I'd contend for the general public, AI is a synonym for machines like: HAL; The Terminator; Star Trek's "Data"; the robots in the film "AI"; and so on.
We're nowhere remotely in the vicinity of that, and no-one even has any plausible ideas about how to start.
A random person outside of tech probably doesn't even know what deep learning is. They might have heard of it somewhere in passing.
AI is a superset and Machine learning is a subset of AI and most funding is in deep learning. Once Deep Learning hit the limit I believe there will be an AI winter.
Maybe there will be hype around statistic (cross fingers) which will lead to Bayesian and such.
Ok, with that out of my system, no, Bayesian methods are definitely not a subset of deep learning, in any way. Hierarchical Bayes could be labeled "deep Bayesian methods" if we're marketing jerks, but Bayesian methods mostly do not involve neural networks with >3 hidden layers. It's just a different paradigm of statistics.
He sees the latent layer in the hierarchical model as the hidden layer and the Bayesian just have a strict restrictions/assumptions to the network where as the deep learning is more dumb and less assuming.
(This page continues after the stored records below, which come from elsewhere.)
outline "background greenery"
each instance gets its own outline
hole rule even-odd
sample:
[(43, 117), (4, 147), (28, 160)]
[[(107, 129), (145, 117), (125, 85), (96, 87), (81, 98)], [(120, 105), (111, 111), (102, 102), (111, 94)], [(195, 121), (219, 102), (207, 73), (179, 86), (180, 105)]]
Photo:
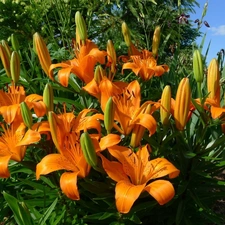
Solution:
[[(10, 36), (12, 33), (16, 35), (22, 65), (20, 83), (27, 94), (42, 94), (49, 79), (33, 51), (35, 32), (44, 37), (52, 61), (60, 62), (73, 57), (76, 11), (84, 16), (89, 39), (94, 40), (100, 49), (105, 49), (107, 40), (111, 39), (118, 56), (127, 54), (121, 32), (123, 21), (130, 28), (133, 43), (139, 49), (151, 50), (154, 29), (160, 25), (158, 64), (168, 64), (170, 72), (165, 77), (143, 84), (142, 99), (160, 99), (166, 84), (171, 85), (175, 97), (178, 83), (186, 76), (190, 77), (192, 96), (197, 97), (191, 76), (192, 52), (193, 42), (201, 31), (191, 18), (187, 18), (188, 23), (179, 23), (179, 18), (193, 12), (198, 2), (184, 0), (180, 5), (178, 3), (177, 0), (158, 0), (157, 4), (152, 0), (5, 0), (0, 2), (0, 39), (8, 40), (11, 46)], [(5, 78), (2, 65), (0, 76), (0, 85), (4, 88), (9, 79)], [(117, 76), (117, 79), (122, 77), (121, 73)], [(53, 88), (55, 102), (75, 105), (75, 112), (84, 108), (82, 99), (71, 87), (64, 89), (53, 84)], [(87, 97), (87, 102), (88, 105), (93, 104), (92, 98)], [(155, 115), (156, 118), (158, 116)], [(154, 157), (165, 156), (182, 168), (181, 177), (175, 180), (177, 195), (168, 205), (161, 207), (155, 201), (139, 199), (128, 215), (121, 215), (111, 205), (114, 201), (113, 184), (104, 183), (103, 177), (95, 171), (91, 171), (92, 179), (79, 182), (81, 200), (68, 200), (59, 189), (60, 173), (42, 176), (40, 181), (36, 181), (35, 164), (44, 155), (43, 150), (49, 152), (52, 147), (51, 142), (46, 144), (46, 140), (42, 140), (39, 145), (28, 149), (22, 163), (10, 164), (9, 179), (0, 179), (0, 193), (3, 194), (0, 198), (0, 224), (222, 224), (223, 215), (216, 215), (213, 206), (216, 200), (224, 198), (224, 181), (215, 177), (225, 167), (225, 138), (220, 124), (210, 120), (206, 126), (198, 120), (201, 116), (206, 117), (207, 114), (196, 114), (189, 132), (184, 135), (159, 127), (159, 132), (153, 137), (145, 136), (145, 141), (154, 150)], [(200, 152), (199, 155), (194, 151)]]

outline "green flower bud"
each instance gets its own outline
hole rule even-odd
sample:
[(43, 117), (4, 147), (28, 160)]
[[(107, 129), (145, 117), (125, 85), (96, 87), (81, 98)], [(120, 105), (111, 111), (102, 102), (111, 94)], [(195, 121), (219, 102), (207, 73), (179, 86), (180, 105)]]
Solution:
[(29, 129), (31, 129), (31, 127), (33, 125), (33, 119), (32, 119), (31, 111), (30, 111), (29, 107), (27, 106), (26, 102), (20, 103), (20, 109), (21, 109), (21, 114), (22, 114), (24, 124)]
[(132, 45), (130, 30), (125, 22), (122, 23), (122, 33), (127, 47), (130, 47)]
[(113, 128), (114, 115), (115, 115), (115, 103), (113, 102), (112, 97), (110, 97), (106, 103), (104, 112), (104, 124), (107, 133), (110, 133), (111, 129)]
[(171, 88), (166, 85), (162, 92), (160, 106), (160, 120), (163, 125), (168, 124), (171, 111)]
[(94, 79), (98, 85), (100, 84), (104, 76), (105, 76), (105, 71), (103, 70), (102, 66), (97, 65), (95, 68)]
[(11, 77), (16, 84), (20, 78), (20, 56), (17, 52), (13, 51), (10, 59)]
[(12, 43), (13, 50), (14, 51), (19, 51), (19, 49), (20, 49), (19, 41), (18, 41), (18, 39), (17, 39), (15, 34), (11, 35), (11, 43)]
[(76, 27), (77, 27), (77, 31), (79, 33), (80, 39), (83, 42), (85, 42), (87, 39), (87, 28), (86, 28), (84, 18), (79, 11), (77, 11), (75, 14), (75, 23), (76, 23)]
[(43, 92), (43, 102), (47, 107), (47, 113), (53, 111), (53, 90), (51, 84), (47, 83)]
[(57, 122), (56, 122), (56, 116), (55, 113), (50, 111), (48, 112), (48, 122), (49, 127), (51, 131), (52, 141), (55, 144), (55, 147), (58, 149), (59, 152), (61, 152), (61, 148), (58, 142), (58, 136), (57, 136)]
[(205, 17), (208, 9), (208, 2), (205, 3), (203, 11), (202, 11), (202, 18)]
[(196, 82), (202, 83), (203, 81), (202, 56), (198, 49), (196, 49), (193, 54), (193, 72)]
[(152, 40), (152, 54), (154, 56), (158, 55), (159, 43), (160, 43), (160, 26), (157, 26), (154, 31), (153, 40)]
[(6, 49), (0, 44), (0, 58), (2, 60), (2, 65), (8, 77), (11, 77), (10, 73), (10, 58), (7, 54)]
[(95, 152), (94, 144), (88, 132), (84, 132), (80, 137), (81, 149), (87, 163), (93, 168), (97, 168), (98, 159)]
[(12, 54), (12, 51), (11, 51), (11, 49), (10, 49), (10, 47), (9, 47), (9, 45), (8, 45), (8, 43), (7, 43), (7, 41), (2, 40), (2, 46), (5, 48), (6, 53), (7, 53), (7, 55), (8, 55), (8, 58), (10, 59), (11, 54)]

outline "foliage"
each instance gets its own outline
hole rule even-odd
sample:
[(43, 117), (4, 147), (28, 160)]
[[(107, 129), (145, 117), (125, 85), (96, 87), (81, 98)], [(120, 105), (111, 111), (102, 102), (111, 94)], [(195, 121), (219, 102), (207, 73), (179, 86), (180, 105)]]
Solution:
[[(197, 2), (45, 1), (0, 2), (1, 38), (14, 33), (20, 44), (20, 69), (10, 65), (16, 84), (5, 72), (11, 54), (0, 45), (0, 222), (223, 224), (214, 208), (225, 191), (224, 52), (218, 67), (206, 68), (202, 55), (208, 72), (196, 82), (192, 42), (200, 31), (178, 23)], [(79, 41), (82, 29), (75, 33), (77, 10), (90, 40)], [(23, 27), (25, 17), (31, 23)], [(131, 46), (119, 32), (124, 21)], [(37, 30), (43, 39), (33, 40)]]

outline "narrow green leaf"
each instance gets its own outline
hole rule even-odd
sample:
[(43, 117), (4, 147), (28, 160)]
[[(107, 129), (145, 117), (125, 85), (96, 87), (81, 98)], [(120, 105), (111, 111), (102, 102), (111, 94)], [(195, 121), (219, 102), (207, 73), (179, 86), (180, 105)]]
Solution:
[[(9, 204), (9, 207), (13, 211), (15, 220), (18, 225), (34, 224), (28, 209), (25, 209), (24, 207), (22, 207), (20, 205), (19, 201), (15, 197), (13, 197), (10, 194), (7, 194), (6, 192), (3, 192), (3, 196), (4, 196), (5, 200), (7, 201), (7, 203)], [(24, 204), (24, 206), (25, 206), (25, 204)]]
[(46, 210), (44, 215), (41, 217), (41, 219), (38, 223), (39, 225), (45, 225), (46, 220), (49, 218), (52, 211), (55, 209), (57, 202), (58, 202), (58, 198), (55, 199), (55, 201), (49, 206), (49, 208)]

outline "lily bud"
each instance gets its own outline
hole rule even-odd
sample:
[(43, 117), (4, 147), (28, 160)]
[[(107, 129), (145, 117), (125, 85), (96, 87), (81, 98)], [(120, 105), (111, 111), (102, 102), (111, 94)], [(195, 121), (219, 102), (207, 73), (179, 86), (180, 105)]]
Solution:
[(171, 88), (166, 85), (162, 92), (161, 106), (160, 106), (160, 119), (163, 125), (168, 124), (171, 110)]
[(15, 34), (11, 35), (11, 43), (12, 43), (13, 50), (14, 51), (19, 51), (19, 49), (20, 49), (19, 41), (18, 41), (18, 39), (17, 39)]
[(110, 62), (111, 72), (116, 73), (116, 51), (111, 40), (107, 42), (108, 62)]
[(16, 84), (20, 78), (20, 56), (16, 51), (13, 51), (10, 59), (11, 77)]
[(105, 76), (105, 71), (103, 70), (101, 65), (96, 66), (95, 72), (94, 72), (94, 79), (96, 83), (99, 85), (102, 78)]
[(115, 103), (113, 102), (112, 97), (110, 97), (106, 103), (104, 112), (104, 125), (108, 134), (113, 128), (114, 115), (115, 115)]
[(178, 86), (174, 108), (175, 125), (178, 130), (183, 130), (190, 110), (191, 89), (188, 78), (183, 78)]
[(157, 26), (154, 31), (153, 40), (152, 40), (152, 54), (153, 56), (158, 55), (159, 43), (160, 43), (160, 26)]
[[(151, 105), (149, 104), (143, 111), (143, 113), (150, 114), (151, 112)], [(134, 125), (134, 128), (132, 130), (131, 140), (130, 140), (130, 146), (133, 148), (136, 148), (137, 146), (140, 146), (141, 139), (144, 136), (146, 128), (141, 125)]]
[(125, 22), (122, 23), (122, 33), (126, 45), (130, 47), (132, 45), (130, 30)]
[(2, 60), (2, 65), (5, 69), (5, 72), (7, 74), (8, 77), (11, 77), (11, 73), (10, 73), (10, 58), (7, 54), (6, 49), (0, 45), (0, 57)]
[(84, 18), (79, 11), (77, 11), (75, 14), (75, 23), (80, 39), (82, 40), (82, 42), (85, 42), (87, 39), (87, 28)]
[(53, 73), (49, 73), (49, 67), (51, 66), (51, 58), (47, 46), (43, 38), (37, 32), (33, 36), (34, 51), (37, 53), (42, 69), (45, 74), (53, 80)]
[(58, 137), (57, 137), (57, 123), (56, 123), (55, 113), (52, 111), (48, 112), (48, 122), (50, 126), (52, 140), (56, 148), (58, 149), (58, 151), (61, 152), (61, 148), (60, 148)]
[(11, 54), (12, 54), (12, 51), (11, 51), (11, 49), (10, 49), (10, 47), (9, 47), (9, 45), (8, 45), (8, 43), (7, 43), (7, 41), (2, 40), (2, 46), (5, 48), (6, 53), (7, 53), (7, 55), (8, 55), (8, 58), (10, 59)]
[(207, 74), (207, 90), (209, 98), (220, 102), (220, 71), (218, 61), (214, 58), (210, 61)]
[(30, 111), (29, 107), (27, 106), (26, 102), (20, 103), (20, 109), (21, 109), (21, 114), (22, 114), (24, 124), (29, 129), (31, 129), (31, 127), (33, 125), (33, 119), (32, 119), (31, 111)]
[(203, 81), (202, 56), (198, 49), (196, 49), (193, 53), (193, 72), (196, 82), (202, 83)]
[(96, 168), (98, 165), (98, 159), (95, 152), (94, 144), (88, 132), (84, 132), (83, 134), (81, 134), (80, 144), (85, 160), (90, 166)]
[(47, 107), (47, 113), (53, 111), (53, 90), (51, 84), (47, 83), (43, 91), (43, 102)]
[(208, 9), (208, 3), (206, 2), (202, 11), (202, 18), (205, 17), (207, 9)]

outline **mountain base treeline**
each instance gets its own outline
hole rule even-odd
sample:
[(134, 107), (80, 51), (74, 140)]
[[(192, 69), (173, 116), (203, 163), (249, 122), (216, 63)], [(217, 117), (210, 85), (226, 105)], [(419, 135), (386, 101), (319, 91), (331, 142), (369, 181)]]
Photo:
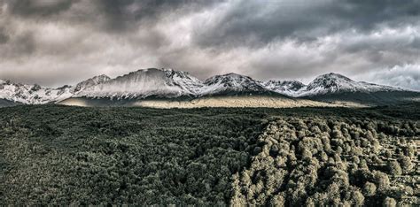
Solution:
[(418, 104), (0, 109), (0, 204), (420, 204)]

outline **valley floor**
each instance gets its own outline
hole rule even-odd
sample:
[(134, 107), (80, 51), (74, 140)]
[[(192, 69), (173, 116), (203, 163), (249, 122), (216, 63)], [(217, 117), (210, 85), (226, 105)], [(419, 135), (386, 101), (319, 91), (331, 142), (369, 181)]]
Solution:
[(420, 204), (419, 104), (0, 109), (0, 204)]

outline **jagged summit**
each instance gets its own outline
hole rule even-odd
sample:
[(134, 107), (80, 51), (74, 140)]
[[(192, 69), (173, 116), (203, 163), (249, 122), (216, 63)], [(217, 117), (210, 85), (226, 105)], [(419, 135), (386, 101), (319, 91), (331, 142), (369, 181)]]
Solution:
[(264, 87), (279, 94), (296, 96), (306, 85), (297, 80), (268, 80), (264, 82)]
[(95, 76), (93, 78), (90, 78), (90, 79), (88, 79), (88, 80), (85, 80), (80, 83), (78, 83), (74, 88), (74, 93), (77, 93), (79, 91), (82, 91), (83, 89), (86, 89), (89, 87), (92, 87), (92, 86), (96, 86), (97, 84), (100, 84), (100, 83), (103, 83), (103, 82), (106, 82), (108, 80), (110, 80), (111, 78), (108, 77), (107, 75), (105, 75), (105, 74), (101, 74), (101, 75), (98, 75), (98, 76)]
[(204, 81), (206, 85), (203, 95), (235, 92), (262, 92), (267, 89), (258, 80), (249, 76), (237, 73), (215, 75)]
[(77, 96), (143, 98), (150, 96), (177, 97), (195, 96), (202, 86), (186, 72), (148, 68), (137, 70), (86, 88)]
[(377, 91), (399, 91), (401, 88), (366, 82), (354, 81), (344, 75), (330, 73), (320, 75), (312, 80), (306, 88), (299, 92), (299, 96), (326, 95), (332, 93)]
[(296, 80), (261, 82), (249, 76), (233, 73), (215, 75), (202, 81), (187, 72), (166, 68), (140, 69), (114, 79), (98, 75), (74, 87), (63, 86), (57, 88), (0, 80), (0, 99), (26, 104), (56, 103), (69, 97), (120, 100), (149, 96), (174, 98), (266, 93), (292, 97), (321, 97), (324, 95), (345, 93), (362, 93), (364, 96), (369, 96), (376, 92), (404, 91), (408, 92), (399, 88), (354, 81), (334, 73), (320, 75), (307, 85)]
A few of my professor thinks that PGM, probability graphical model is a super set of deep learning/neural network.
This is where my thinking come from.
IIRC, a paper have shown that gradient descent seems to exhibit MCMCs (blog with paper link inside that led to this conclusion of mine: http://www.inference.vc/everything-that-works-works-because-...).
But I am not an expert in Neural Network nor know the topic well enough to say such a thing. Other than was deferring to opinions of some one that's better than myself. So I'll keep this in mind and hopefully one day have the time to do more research into this topic.
Things like the German tank problem or the problem of hardening airplanes during WW2 have that very AI'esque feel to it. Where you use data to build a model, then let that data from the model to change the model as it fits.
Also the whole thing about 'decision making' is either bayesian or frequency based models in nature. Most of these algorithms and math has long existed before the current boom.
Its just that the raw computing power and resources that you have today make it possible for you to deal with large amounts of data to stress test your models.